Universal Levenshtein Automata
The paper by Touzet details the Universal Levenshtein Automata.
Some nice computational properties of the (not-deterministic) automata include:
- There are no epsilon transitions.
- The automata are computable on demand, there is no need to store states and transitions in a data structure.
- The states of the automata carry error counts.
- There is a simple subsumption relation that prunes sets of states, so transitions produce small sets of states.
These allow for efficient implementation together with interesting uses.
- We not only know if two strings are within a certain edit distance, but we also know what the edit distance is if they are within the edit distance limit.

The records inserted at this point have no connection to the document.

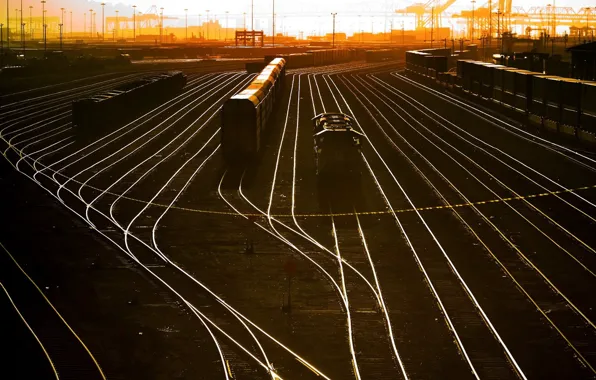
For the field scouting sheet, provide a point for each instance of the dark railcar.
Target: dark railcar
(337, 149)
(245, 116)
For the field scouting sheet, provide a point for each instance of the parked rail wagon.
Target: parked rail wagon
(547, 99)
(120, 104)
(245, 116)
(337, 148)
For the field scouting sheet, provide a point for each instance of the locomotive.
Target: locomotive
(337, 148)
(245, 116)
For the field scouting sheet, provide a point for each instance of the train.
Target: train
(122, 103)
(337, 148)
(558, 103)
(317, 57)
(245, 116)
(381, 55)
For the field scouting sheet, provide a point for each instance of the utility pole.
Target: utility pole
(490, 21)
(22, 30)
(8, 25)
(207, 24)
(226, 35)
(161, 26)
(1, 45)
(62, 27)
(103, 22)
(91, 23)
(432, 25)
(43, 21)
(334, 14)
(472, 28)
(117, 26)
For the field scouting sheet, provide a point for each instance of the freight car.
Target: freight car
(337, 149)
(245, 116)
(118, 105)
(548, 99)
(555, 102)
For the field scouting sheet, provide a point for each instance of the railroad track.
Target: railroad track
(476, 292)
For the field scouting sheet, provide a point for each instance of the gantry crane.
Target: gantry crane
(428, 13)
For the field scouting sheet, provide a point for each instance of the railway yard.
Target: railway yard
(136, 252)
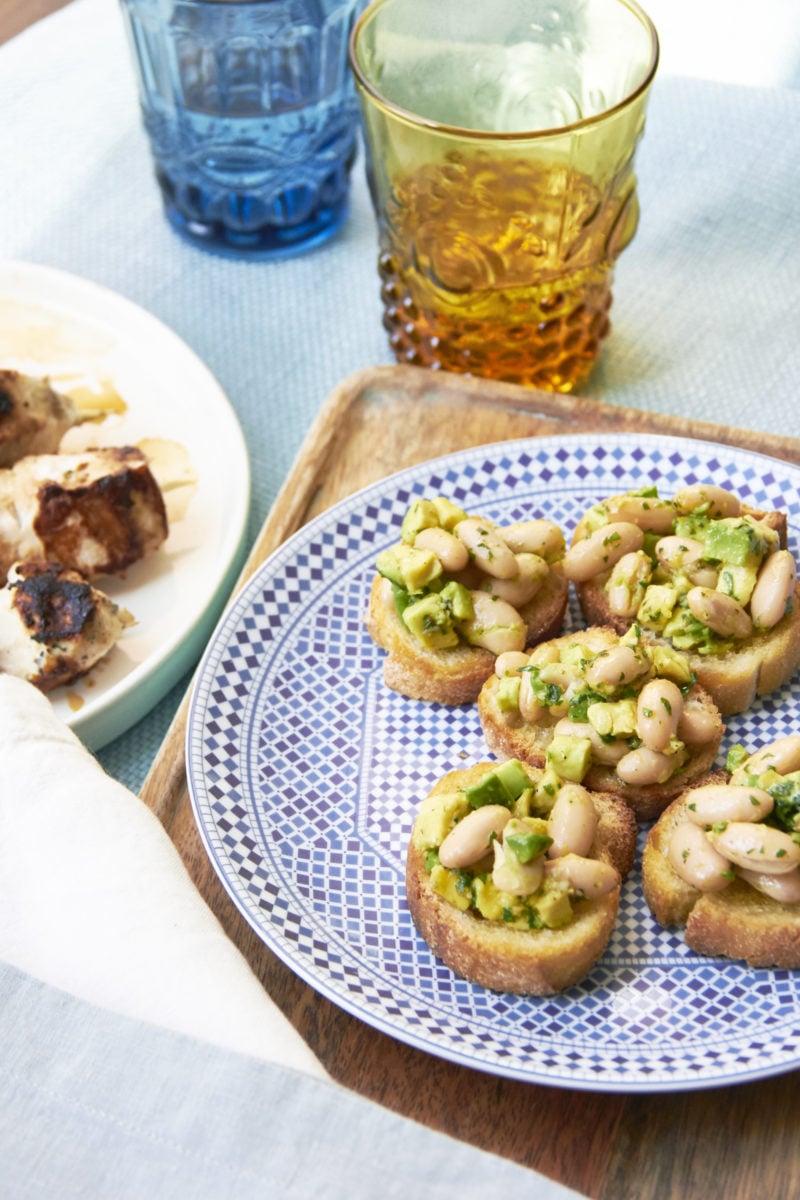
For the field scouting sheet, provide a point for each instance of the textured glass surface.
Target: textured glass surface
(501, 142)
(251, 117)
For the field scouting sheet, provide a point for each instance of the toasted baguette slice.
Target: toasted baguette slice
(535, 963)
(511, 737)
(758, 666)
(452, 676)
(737, 923)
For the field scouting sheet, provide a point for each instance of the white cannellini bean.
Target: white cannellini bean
(572, 821)
(677, 553)
(782, 888)
(518, 879)
(627, 582)
(539, 537)
(487, 547)
(469, 840)
(657, 713)
(757, 847)
(543, 654)
(615, 666)
(601, 550)
(590, 876)
(511, 663)
(606, 753)
(721, 613)
(774, 586)
(727, 802)
(642, 767)
(450, 551)
(523, 587)
(782, 755)
(692, 856)
(494, 625)
(721, 502)
(649, 513)
(697, 725)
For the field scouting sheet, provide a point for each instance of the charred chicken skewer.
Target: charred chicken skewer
(54, 625)
(96, 513)
(34, 417)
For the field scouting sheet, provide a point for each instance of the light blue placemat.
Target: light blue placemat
(707, 299)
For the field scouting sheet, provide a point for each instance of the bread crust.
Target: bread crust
(510, 737)
(735, 923)
(452, 676)
(761, 665)
(534, 963)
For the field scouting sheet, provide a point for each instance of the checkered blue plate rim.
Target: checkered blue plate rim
(305, 773)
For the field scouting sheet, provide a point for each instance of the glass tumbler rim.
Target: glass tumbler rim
(465, 132)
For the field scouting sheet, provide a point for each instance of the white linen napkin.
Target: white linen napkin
(95, 899)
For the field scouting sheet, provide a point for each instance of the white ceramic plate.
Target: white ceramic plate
(52, 323)
(306, 773)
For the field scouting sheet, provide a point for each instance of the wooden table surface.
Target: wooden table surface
(740, 1143)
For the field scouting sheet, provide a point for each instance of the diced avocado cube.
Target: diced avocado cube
(507, 694)
(546, 790)
(431, 623)
(449, 514)
(503, 785)
(452, 886)
(408, 567)
(613, 719)
(671, 664)
(554, 909)
(734, 541)
(421, 515)
(569, 756)
(737, 581)
(657, 605)
(529, 843)
(513, 777)
(491, 903)
(458, 600)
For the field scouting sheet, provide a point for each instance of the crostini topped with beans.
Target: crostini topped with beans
(456, 591)
(619, 714)
(702, 573)
(515, 883)
(725, 859)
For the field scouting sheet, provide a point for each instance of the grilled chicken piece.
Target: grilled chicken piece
(54, 625)
(34, 418)
(97, 511)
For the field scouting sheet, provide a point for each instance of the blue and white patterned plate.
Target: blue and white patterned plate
(306, 772)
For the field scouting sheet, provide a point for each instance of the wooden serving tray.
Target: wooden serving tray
(376, 423)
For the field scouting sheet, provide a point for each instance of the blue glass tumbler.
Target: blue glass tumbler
(252, 119)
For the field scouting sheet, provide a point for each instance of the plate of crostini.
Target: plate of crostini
(128, 381)
(306, 773)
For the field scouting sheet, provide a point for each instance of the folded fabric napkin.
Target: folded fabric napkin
(95, 899)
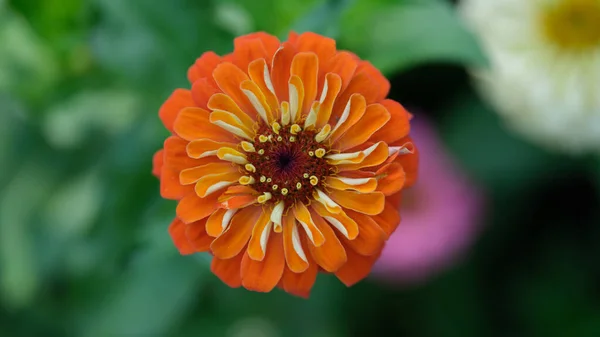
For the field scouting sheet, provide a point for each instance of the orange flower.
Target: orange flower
(286, 160)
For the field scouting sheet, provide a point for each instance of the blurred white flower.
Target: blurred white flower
(544, 73)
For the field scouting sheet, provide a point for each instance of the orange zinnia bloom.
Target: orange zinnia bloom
(286, 160)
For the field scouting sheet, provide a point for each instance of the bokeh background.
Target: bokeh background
(84, 249)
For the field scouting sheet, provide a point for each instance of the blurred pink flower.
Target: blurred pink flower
(440, 216)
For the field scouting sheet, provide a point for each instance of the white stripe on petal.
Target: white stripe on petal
(256, 104)
(354, 181)
(277, 214)
(296, 243)
(236, 131)
(227, 218)
(337, 224)
(217, 187)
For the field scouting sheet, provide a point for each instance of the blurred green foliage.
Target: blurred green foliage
(83, 244)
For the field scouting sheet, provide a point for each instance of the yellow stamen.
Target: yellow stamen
(322, 135)
(295, 129)
(247, 180)
(276, 127)
(248, 147)
(263, 198)
(320, 153)
(285, 113)
(572, 25)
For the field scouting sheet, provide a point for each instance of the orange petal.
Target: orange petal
(259, 73)
(239, 201)
(341, 221)
(179, 99)
(231, 242)
(157, 162)
(192, 175)
(197, 236)
(231, 123)
(397, 127)
(305, 65)
(223, 102)
(303, 216)
(193, 208)
(371, 238)
(177, 232)
(257, 248)
(331, 255)
(194, 123)
(367, 203)
(176, 159)
(388, 219)
(353, 112)
(322, 46)
(263, 276)
(374, 155)
(357, 268)
(300, 284)
(254, 46)
(247, 49)
(360, 83)
(296, 98)
(280, 70)
(258, 100)
(205, 147)
(228, 78)
(390, 179)
(363, 185)
(380, 82)
(344, 64)
(212, 183)
(175, 155)
(374, 118)
(228, 270)
(292, 245)
(204, 66)
(409, 162)
(202, 91)
(331, 88)
(219, 221)
(170, 187)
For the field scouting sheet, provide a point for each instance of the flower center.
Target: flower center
(573, 25)
(287, 163)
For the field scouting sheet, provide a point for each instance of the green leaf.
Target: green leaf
(150, 299)
(400, 36)
(275, 16)
(19, 200)
(323, 18)
(491, 153)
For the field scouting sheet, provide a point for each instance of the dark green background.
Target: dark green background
(84, 249)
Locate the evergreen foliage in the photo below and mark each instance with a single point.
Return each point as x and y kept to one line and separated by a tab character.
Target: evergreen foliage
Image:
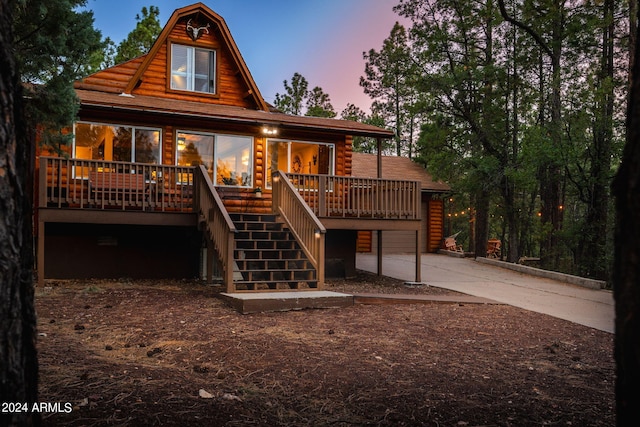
55	44
141	38
518	105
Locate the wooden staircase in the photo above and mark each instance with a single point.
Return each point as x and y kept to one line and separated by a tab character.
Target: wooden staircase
267	256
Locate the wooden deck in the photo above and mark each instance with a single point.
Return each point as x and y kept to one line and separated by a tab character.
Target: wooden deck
100	192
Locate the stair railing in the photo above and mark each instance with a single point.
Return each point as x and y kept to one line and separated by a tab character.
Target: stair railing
303	223
218	224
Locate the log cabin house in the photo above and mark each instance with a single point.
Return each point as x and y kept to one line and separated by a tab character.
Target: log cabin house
180	169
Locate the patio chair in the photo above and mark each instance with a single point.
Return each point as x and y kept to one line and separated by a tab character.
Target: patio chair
451	245
493	248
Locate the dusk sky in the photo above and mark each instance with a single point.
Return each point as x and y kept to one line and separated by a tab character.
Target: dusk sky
321	39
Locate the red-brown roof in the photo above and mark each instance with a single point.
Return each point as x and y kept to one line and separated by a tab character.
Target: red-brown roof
149	104
115	89
366	166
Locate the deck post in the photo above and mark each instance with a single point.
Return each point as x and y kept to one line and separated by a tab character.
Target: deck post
210	260
379	252
418	258
40	262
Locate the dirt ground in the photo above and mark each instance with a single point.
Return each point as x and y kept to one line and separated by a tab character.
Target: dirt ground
148	353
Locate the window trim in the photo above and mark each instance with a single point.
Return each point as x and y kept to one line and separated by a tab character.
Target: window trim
215	136
215	70
133	138
290	142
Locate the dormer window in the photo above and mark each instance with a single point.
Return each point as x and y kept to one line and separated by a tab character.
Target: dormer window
193	69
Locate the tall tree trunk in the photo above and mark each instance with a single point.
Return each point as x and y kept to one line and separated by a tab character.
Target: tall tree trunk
626	268
18	360
549	173
483	198
593	255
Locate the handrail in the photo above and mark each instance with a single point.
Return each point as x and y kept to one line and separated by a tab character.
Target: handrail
352	197
98	184
218	224
303	223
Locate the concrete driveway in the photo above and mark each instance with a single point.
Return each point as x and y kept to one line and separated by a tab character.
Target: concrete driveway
588	307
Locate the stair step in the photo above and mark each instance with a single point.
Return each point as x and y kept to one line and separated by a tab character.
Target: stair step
268	257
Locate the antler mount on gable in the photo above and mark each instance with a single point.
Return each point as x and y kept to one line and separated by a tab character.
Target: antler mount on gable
195	32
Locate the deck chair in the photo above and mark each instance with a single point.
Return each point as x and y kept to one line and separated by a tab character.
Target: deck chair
493	248
451	245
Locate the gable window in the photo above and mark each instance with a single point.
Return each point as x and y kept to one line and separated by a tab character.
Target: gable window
299	157
193	69
227	158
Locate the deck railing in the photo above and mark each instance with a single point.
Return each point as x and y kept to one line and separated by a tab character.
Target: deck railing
303	223
218	224
91	184
350	197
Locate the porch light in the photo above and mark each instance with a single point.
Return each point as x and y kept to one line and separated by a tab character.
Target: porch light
269	130
181	144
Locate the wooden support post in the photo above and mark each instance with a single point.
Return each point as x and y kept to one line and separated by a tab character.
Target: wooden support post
418	258
210	261
379	143
379	252
40	253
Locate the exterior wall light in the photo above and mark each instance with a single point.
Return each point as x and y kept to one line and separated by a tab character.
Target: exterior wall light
269	130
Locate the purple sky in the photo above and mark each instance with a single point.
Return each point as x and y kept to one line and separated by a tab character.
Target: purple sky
321	39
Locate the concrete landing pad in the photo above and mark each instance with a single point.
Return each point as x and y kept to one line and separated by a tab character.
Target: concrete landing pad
257	302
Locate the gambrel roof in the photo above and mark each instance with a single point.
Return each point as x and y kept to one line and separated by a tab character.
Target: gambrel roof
143	83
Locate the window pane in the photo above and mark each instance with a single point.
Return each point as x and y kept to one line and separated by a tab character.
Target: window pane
194	150
90	141
233	160
278	158
203	70
181	67
192	69
147	146
121	144
102	142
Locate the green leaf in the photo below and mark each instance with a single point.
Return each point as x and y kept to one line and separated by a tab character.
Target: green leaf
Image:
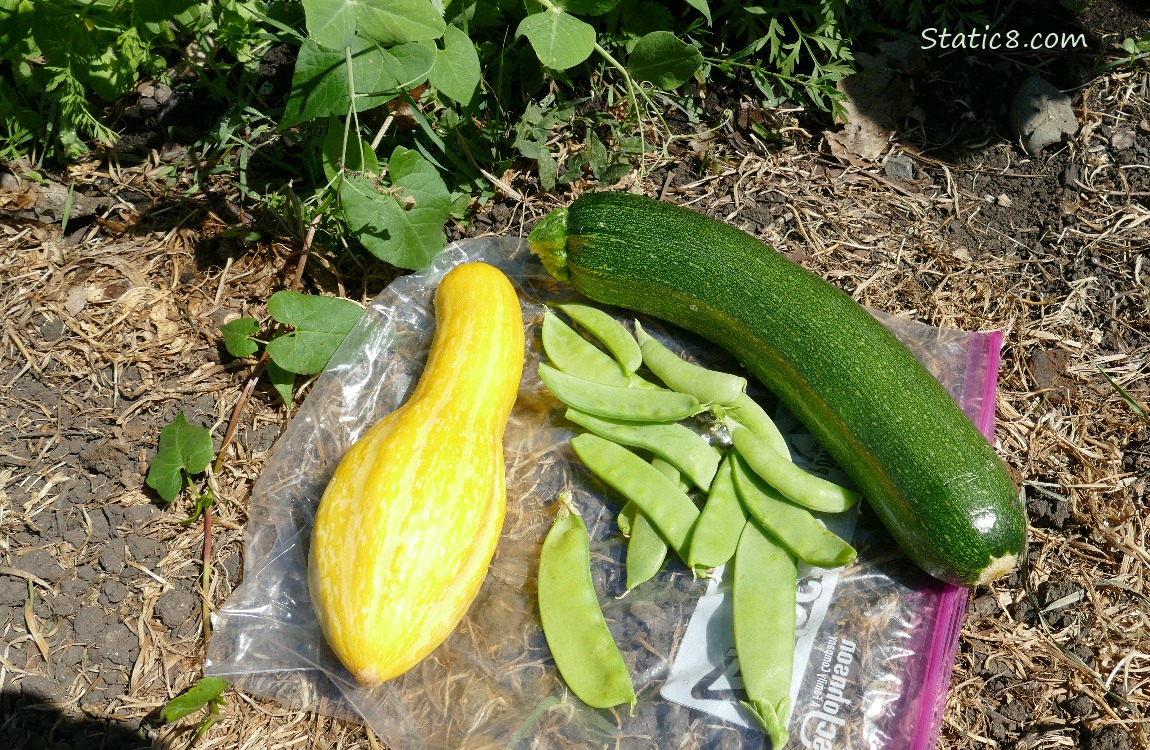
457	67
183	448
320	324
359	157
702	7
237	336
588	7
331	23
205	691
283	381
664	59
391	22
405	229
559	39
320	85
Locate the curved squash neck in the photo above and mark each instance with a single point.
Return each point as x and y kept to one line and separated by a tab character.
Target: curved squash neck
472	352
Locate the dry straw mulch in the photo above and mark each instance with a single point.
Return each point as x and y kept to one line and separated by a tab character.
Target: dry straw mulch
108	333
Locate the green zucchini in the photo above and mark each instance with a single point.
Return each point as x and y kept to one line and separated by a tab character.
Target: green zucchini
924	467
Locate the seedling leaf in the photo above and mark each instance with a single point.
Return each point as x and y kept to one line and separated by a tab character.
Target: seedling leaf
320	324
405	229
183	448
319	86
207	690
283	381
399	21
330	22
588	7
664	59
457	67
237	336
559	39
359	157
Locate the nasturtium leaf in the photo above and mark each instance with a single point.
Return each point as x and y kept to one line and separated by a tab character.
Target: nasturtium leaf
319	86
206	690
283	381
359	155
391	22
559	39
331	23
588	7
237	336
702	7
182	448
664	59
457	67
320	324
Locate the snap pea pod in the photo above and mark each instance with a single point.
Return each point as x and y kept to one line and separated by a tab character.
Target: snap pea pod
646	551
792	526
746	412
708	385
574	354
720	522
797	486
764	595
614	402
658	497
573	622
674	443
608	331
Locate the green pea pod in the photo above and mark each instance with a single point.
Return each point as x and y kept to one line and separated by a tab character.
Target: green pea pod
746	412
573	622
646	551
795	527
657	496
796	486
574	354
708	385
613	402
674	443
608	331
763	601
626	518
720	522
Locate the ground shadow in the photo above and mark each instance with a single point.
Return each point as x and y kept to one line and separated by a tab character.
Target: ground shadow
28	722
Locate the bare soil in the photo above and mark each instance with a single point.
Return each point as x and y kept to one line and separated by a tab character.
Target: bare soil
113	328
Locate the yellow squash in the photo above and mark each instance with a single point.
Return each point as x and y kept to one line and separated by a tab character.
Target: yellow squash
408	523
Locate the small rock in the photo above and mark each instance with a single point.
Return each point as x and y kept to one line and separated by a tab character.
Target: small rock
120	645
112	556
174	607
145	550
64	605
983	605
13	591
90	624
115	591
39	688
899	166
1122	139
1042	114
1109	737
1078	708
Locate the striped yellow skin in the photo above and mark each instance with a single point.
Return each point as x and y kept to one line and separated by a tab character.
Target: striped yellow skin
406	528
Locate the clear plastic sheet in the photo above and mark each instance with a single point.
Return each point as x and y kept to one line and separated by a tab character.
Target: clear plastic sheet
876	640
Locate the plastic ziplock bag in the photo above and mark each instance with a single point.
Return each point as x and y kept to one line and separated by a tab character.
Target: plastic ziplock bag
876	640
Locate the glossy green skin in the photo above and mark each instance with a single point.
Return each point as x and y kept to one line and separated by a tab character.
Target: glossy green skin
932	477
573	622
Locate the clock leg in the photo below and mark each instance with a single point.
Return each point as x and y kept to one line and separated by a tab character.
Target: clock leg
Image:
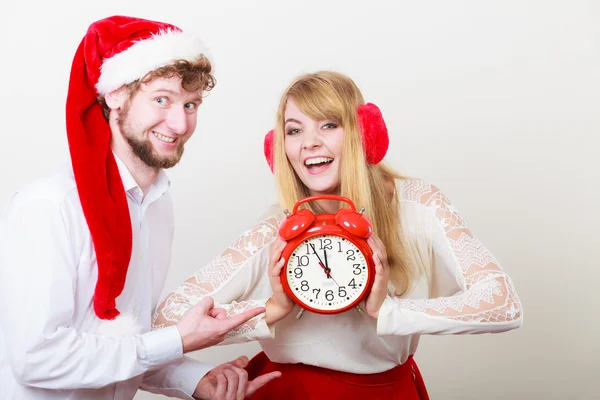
360	310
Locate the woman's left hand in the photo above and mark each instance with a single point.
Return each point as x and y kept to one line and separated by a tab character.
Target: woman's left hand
382	277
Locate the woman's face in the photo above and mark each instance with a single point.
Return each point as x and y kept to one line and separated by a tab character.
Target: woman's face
314	149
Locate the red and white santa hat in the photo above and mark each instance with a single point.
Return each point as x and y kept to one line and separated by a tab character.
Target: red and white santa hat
115	51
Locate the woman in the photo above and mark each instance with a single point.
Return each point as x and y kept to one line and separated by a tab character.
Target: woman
432	274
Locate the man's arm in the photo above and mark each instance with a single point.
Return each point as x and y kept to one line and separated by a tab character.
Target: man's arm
38	270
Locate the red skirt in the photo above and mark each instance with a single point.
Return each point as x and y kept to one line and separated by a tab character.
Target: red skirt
307	382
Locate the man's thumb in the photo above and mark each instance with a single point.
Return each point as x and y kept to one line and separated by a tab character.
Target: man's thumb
204	305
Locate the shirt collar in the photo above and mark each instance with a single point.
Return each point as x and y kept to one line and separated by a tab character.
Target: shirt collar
161	184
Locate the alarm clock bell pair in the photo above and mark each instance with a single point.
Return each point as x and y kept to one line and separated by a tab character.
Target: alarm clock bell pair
329	266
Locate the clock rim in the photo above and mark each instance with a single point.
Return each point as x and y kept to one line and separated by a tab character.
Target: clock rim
333	230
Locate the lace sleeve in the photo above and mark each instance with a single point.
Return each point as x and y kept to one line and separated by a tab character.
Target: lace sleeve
487	302
229	279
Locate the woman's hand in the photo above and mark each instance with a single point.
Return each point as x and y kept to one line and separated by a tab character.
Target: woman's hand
279	305
382	277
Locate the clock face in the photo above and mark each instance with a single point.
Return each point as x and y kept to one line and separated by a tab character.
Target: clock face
327	272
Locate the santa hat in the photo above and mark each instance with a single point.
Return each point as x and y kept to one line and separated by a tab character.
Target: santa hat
115	51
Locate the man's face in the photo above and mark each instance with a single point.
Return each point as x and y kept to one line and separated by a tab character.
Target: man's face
157	121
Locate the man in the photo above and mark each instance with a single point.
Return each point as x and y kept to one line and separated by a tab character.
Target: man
84	251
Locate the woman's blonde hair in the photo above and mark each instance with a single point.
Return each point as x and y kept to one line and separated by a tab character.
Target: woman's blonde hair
332	95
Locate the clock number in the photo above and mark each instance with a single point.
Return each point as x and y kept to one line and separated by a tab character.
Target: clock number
327	245
302	261
350	254
307	249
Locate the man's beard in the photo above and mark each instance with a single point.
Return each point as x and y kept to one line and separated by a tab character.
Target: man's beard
143	149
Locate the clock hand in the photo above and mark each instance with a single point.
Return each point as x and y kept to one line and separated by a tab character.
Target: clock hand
327	270
327	267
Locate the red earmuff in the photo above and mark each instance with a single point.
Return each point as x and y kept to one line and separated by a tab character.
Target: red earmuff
268	148
374	133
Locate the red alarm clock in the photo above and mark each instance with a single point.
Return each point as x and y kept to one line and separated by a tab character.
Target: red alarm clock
329	265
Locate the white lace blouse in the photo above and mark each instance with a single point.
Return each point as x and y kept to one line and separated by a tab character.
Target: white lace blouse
463	290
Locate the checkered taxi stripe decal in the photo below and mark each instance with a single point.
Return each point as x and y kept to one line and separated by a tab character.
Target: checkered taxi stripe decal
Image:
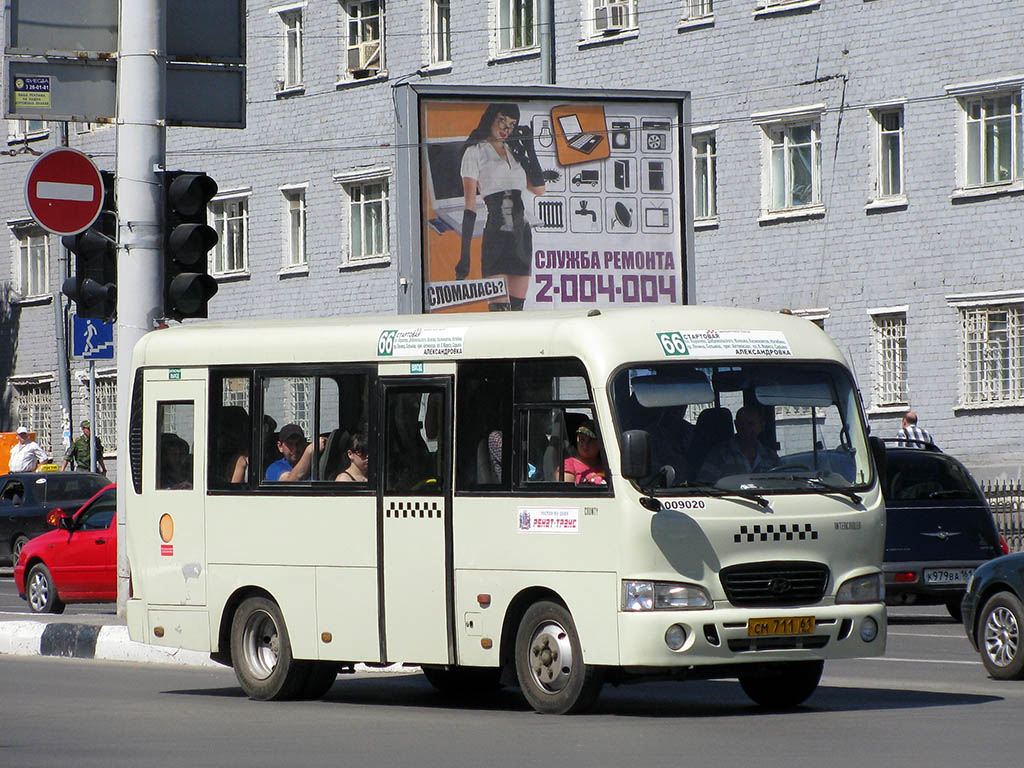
415	510
772	532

- If several strings are compared, we can rank them by their edit distance.
- We can lazily feed characters and string fragments to the automata and get the current error count.
This module offers a functor to build matchers for different representations of strings and characters. For a prebuilt matcher for OCaml strings and characters, see Strings
.
String Abstraction
We abstract over strings and characters so that we do not rely on any specific encoding. We only need the following:
- a function to compute length of strings,
- a function to fetch a character at an index, and
- a function to check if two characters are equal.
module type S = sig ... end
Levenshtein Automata
Given a string representation, we produce two Automata:
Make.Lev
, for the standard Levenshtein distance.Make.Dem
, for the Demarau-Levenshtein distance which includes transpositions as a primitve edit operation.